Une fois, deux fois, trois fois, dix fois. Et puis, sans vraiment savoir pourquoi, alors que vous aviez parfaitement géré la situation jusque-là, tout dérapera. La tension accumulée vous envahira et vous ne contrôlerez plus rien. Vous vous mettrez à crier d’impuissance, d’épuisement, d’énervement. Pour que tout s’arrête. Pour qu’ils se taisent enfin. Pour qu’ils cessent d’être des enfants. D’être imprévisibles et exubérants. Pour qu’ils rentrent dans le moule, dans notre moule, dans le moule des adultes, si différents de celui des enfants. Vous aurez envie de tout envoyer valser, de partir en trek à Katmandou ou de vous retrouver les doigts de pieds en éventail sur une plage en Corse. Voir de vous cacher sous votre couette pendant trois semaines sous bouger. Tout plutôt que d’avoir encore une fois à gérer des crises, à entendre leurs cris et devoir faire passer leurs besoins avant les vôtres. Vous ressentirez une colère immense et incontrôlable contre ses enfants que vous aimions pourtant si fort quelques minutes auparavant. Vous pourrez momentanément même regretter de les avoir faits ou avoir envie de leur faire du mal.
Et c’est d’autant plus compliqué pour nous, les mères, que nous avons souvent une image de la maman idéale qui se doit d’être douce, patiente et tendre en toutes occasions. Une mère qui ne sort pas de ses gonds, qui ne se transforme pas en furie pour des raisons d’intendance ou de conflits de territoire, qui console, qui guide et qui remet fermement, mais affectueusement dans le droit chemin. Une mère qui s’occupe dignement de sa couvée, qui tient sa maison propre et rangée, tout en préparant de bons petits plats à sa famille.
Alors oui, la société a changé et ces valeurs ont évolué. Mais nous restons inconsciemment imprégnés de ces croyances. Notre mémoire collective nous incite à nous conformer à ces attentes irréalistes et lorsque nous dévions du chemin tracé, nous ressentons une forte culpabilité.

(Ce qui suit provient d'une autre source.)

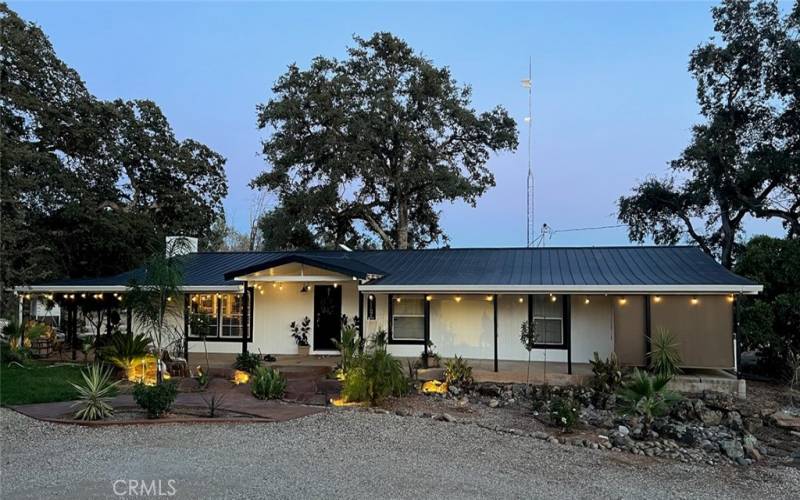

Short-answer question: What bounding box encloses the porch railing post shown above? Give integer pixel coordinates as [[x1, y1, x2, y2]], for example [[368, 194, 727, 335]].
[[492, 294, 498, 372], [242, 284, 250, 354]]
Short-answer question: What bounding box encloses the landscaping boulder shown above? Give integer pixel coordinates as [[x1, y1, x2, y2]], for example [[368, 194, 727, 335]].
[[770, 411, 800, 431], [700, 410, 722, 426], [719, 439, 744, 460]]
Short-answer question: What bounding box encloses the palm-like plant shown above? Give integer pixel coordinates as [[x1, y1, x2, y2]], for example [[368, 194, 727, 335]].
[[70, 363, 119, 420], [103, 333, 150, 373], [647, 328, 681, 377], [617, 369, 680, 428], [125, 238, 189, 384]]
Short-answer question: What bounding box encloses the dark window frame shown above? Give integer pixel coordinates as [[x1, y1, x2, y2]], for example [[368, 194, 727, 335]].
[[528, 294, 572, 351], [183, 288, 254, 343], [387, 293, 431, 346]]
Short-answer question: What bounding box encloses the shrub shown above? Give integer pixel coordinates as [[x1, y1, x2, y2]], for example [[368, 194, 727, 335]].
[[250, 366, 286, 399], [550, 397, 581, 432], [289, 316, 311, 346], [133, 381, 178, 418], [617, 369, 680, 428], [100, 332, 150, 373], [589, 352, 624, 394], [70, 363, 119, 420], [648, 328, 681, 378], [444, 356, 472, 385], [342, 335, 409, 404], [233, 352, 261, 373], [203, 393, 225, 418]]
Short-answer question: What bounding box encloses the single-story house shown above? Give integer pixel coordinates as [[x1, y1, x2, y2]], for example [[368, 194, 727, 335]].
[[17, 242, 762, 373]]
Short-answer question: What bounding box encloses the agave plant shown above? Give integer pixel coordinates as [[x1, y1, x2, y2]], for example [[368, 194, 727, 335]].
[[647, 328, 681, 377], [617, 369, 680, 428], [70, 363, 119, 420]]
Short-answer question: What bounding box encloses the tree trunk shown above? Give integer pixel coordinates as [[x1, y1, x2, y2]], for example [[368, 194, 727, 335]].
[[396, 198, 408, 250]]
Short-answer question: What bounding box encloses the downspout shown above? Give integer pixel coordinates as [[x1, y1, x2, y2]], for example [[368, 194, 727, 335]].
[[732, 293, 742, 379]]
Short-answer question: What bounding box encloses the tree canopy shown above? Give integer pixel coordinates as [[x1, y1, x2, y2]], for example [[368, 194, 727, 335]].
[[735, 236, 800, 375], [252, 33, 517, 248], [0, 4, 227, 312], [618, 0, 800, 268]]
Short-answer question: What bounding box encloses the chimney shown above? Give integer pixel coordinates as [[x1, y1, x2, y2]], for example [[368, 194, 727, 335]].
[[166, 236, 197, 257]]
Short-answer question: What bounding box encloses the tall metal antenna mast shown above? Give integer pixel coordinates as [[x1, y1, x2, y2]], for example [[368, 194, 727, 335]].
[[522, 57, 535, 247]]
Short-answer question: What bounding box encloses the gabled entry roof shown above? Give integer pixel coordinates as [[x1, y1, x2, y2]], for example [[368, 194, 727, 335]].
[[225, 252, 386, 280], [19, 246, 762, 293]]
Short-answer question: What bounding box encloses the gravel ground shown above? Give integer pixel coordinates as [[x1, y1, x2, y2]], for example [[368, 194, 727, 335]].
[[0, 409, 800, 499]]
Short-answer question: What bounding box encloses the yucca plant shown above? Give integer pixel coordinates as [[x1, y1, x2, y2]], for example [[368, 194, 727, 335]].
[[444, 356, 472, 385], [102, 332, 150, 373], [333, 321, 361, 376], [70, 363, 119, 420], [342, 333, 409, 405], [250, 366, 286, 399], [617, 368, 680, 429], [647, 328, 681, 377]]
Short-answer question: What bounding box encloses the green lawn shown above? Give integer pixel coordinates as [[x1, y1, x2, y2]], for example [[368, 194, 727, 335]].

Or la culpabilité est un sentiment positif tant qu’elle ne devient ni paralysante, ni destructrice. Nous flageller pour ne pas être parvenues à accompagner respectueusement les émotions de nos enfants ne nous aidera pas. Nous devons accepter l’imperfection en nous. Accepter que nous ne collons pas et que nous ne collerons jamais à ce modèle chimérique pour pouvoir avancer. Dans ce cas seulement nous serons capables de mettre en place des soutiens efficaces pour notre parentalité. Car c’est en acceptant d’être un parent imparfait que nous deviendrons paradoxalement de meilleurs parents.

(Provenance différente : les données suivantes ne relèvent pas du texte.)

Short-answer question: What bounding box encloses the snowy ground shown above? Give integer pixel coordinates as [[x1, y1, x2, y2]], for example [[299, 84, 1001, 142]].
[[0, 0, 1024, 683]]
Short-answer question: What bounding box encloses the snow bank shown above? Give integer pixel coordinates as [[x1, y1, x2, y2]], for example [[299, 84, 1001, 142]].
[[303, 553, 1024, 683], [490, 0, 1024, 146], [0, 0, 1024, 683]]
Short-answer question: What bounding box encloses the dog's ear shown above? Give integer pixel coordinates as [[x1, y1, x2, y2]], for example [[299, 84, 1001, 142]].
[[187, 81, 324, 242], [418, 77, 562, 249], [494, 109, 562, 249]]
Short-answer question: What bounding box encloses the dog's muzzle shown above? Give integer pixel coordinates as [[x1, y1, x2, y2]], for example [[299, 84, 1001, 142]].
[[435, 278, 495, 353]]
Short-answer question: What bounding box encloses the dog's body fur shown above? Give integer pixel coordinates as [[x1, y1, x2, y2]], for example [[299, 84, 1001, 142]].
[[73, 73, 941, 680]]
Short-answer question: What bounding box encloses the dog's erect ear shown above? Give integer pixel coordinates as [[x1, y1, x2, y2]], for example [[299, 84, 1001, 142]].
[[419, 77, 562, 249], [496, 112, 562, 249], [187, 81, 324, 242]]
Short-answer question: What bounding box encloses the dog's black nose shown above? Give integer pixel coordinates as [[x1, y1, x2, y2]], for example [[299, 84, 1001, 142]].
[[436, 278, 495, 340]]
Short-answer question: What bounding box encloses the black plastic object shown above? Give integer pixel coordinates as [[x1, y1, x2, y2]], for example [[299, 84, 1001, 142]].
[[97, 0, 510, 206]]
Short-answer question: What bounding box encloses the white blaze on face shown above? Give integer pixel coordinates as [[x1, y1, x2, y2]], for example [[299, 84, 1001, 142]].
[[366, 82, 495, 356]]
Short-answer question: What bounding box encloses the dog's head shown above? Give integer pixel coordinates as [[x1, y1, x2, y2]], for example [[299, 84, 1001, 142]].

Être bienveillant avec soi-même, avec ses faiblesses, ses échecs, ses différences est le premier pas vers la transition. Nous sommes tous des parents qui dérapent de temps en temps mais font de leur mieux et ne renoncent pas à s’améliorer. Ou nous le serons tous. Personne n’est à l’abri d’une défaillance. Accepter cette situation, ne pas en avoir peur et développer les ressources pour l’affronter au mieux: voilà notre rôle de parent.